Pada saat yang sama, seorang pejabat senior di kantor kemanusiaan PBB mengeluhkan masalah akses yang terus berlanjut – khususnya di Gaza utara.
“Ini seperti menari dimana kita maju satu langkah dan kemudian mundur dua langkah.” Atau dua langkah maju dan satu langkah mundur,” kata Andrea Di Domenico, kepala kantor kemanusiaan PBB untuk wilayah Palestina.
Ketika respons Israel terhadap serangan baru-baru ini yang dilakukan oleh musuh bebuyutannya, Iran, mereda, media dan pihak asing akan sekali lagi meningkatkan pengawasan mereka terhadap apa yang terjadi di Gaza.

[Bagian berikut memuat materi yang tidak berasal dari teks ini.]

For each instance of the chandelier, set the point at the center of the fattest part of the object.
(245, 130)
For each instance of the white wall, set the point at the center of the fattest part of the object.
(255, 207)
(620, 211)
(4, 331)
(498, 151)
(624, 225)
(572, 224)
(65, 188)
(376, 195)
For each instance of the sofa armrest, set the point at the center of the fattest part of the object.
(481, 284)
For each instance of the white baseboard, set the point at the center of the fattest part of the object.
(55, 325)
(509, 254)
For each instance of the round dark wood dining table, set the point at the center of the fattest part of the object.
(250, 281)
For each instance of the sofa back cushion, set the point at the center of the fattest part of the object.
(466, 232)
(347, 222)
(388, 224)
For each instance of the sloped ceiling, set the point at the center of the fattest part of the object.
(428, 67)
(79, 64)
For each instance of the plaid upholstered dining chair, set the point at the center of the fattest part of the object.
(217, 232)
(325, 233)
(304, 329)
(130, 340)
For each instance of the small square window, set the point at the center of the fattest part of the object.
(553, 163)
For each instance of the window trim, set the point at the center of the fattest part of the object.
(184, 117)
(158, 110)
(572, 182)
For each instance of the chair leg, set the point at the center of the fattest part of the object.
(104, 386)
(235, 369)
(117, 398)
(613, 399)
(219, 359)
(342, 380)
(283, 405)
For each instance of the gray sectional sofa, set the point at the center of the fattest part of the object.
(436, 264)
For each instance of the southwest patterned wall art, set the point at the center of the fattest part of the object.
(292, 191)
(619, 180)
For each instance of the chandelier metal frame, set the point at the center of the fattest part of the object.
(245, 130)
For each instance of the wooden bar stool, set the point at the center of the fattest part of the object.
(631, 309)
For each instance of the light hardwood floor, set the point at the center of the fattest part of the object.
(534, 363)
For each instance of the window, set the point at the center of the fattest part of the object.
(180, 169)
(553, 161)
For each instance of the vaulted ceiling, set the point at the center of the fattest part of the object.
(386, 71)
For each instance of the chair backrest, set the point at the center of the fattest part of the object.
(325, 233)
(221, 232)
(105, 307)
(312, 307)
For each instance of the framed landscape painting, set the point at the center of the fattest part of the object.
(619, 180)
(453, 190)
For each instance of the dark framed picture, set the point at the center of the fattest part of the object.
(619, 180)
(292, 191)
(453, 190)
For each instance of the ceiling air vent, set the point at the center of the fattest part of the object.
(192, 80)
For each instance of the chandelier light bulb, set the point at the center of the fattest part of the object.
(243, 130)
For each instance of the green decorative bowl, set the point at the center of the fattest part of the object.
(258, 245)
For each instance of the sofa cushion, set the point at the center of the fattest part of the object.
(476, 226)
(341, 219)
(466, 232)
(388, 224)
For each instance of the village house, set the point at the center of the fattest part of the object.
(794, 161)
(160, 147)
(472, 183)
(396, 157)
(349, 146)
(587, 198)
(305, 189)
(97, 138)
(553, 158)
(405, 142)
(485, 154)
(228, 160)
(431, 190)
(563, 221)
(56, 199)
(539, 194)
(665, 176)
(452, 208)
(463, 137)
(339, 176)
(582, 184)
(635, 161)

Menteri Luar Negeri Inggris David Cameron menyatakan solidaritasnya dengan Israel dan berusaha meredakan ketegangan pasca serangan Iran pada 13 dan 14 April.
“Apa yang diperlukan adalah fokus pada Hamas, pada kembalinya sandera, pada bantuan kemanusiaan, pada mengakhiri konflik di Gaza,” kata Cameron sebelum bertemu dengan para pemimpin Israel dan Palestina baru-baru ini.
Saat ini, upaya mediasi internasional untuk menjamin gencatan senjata terhenti.
Batu sandungan utama adalah keterbukaan Israel untuk merundingkan gencatan senjata sementara untuk memulangkan para sandera – namun mereka tidak akan berhenti memerangi Hamas sampai kelompok tersebut benar-benar dilenyapkan. Hamas telah menekankan bahwa para sandera tidak akan dibebaskan kecuali perang dinegosiasikan.
Bagi warga Gaza yang berjuang untuk bertahan hidup, dan bagi banyak warga Israel yang putus asa untuk membawa pulang orang yang mereka cintai, harapan terbaik adalah upaya diplomasi baru.
Tanpa upaya diplomasi yang diperbarui, ancaman perang akan terus menghantui dan dapat menimbulkan konsekuensi yang mengerikan bagi umat manusia dan memicu konflik lebih lanjut di kawasan yang sudah bergejolak ini.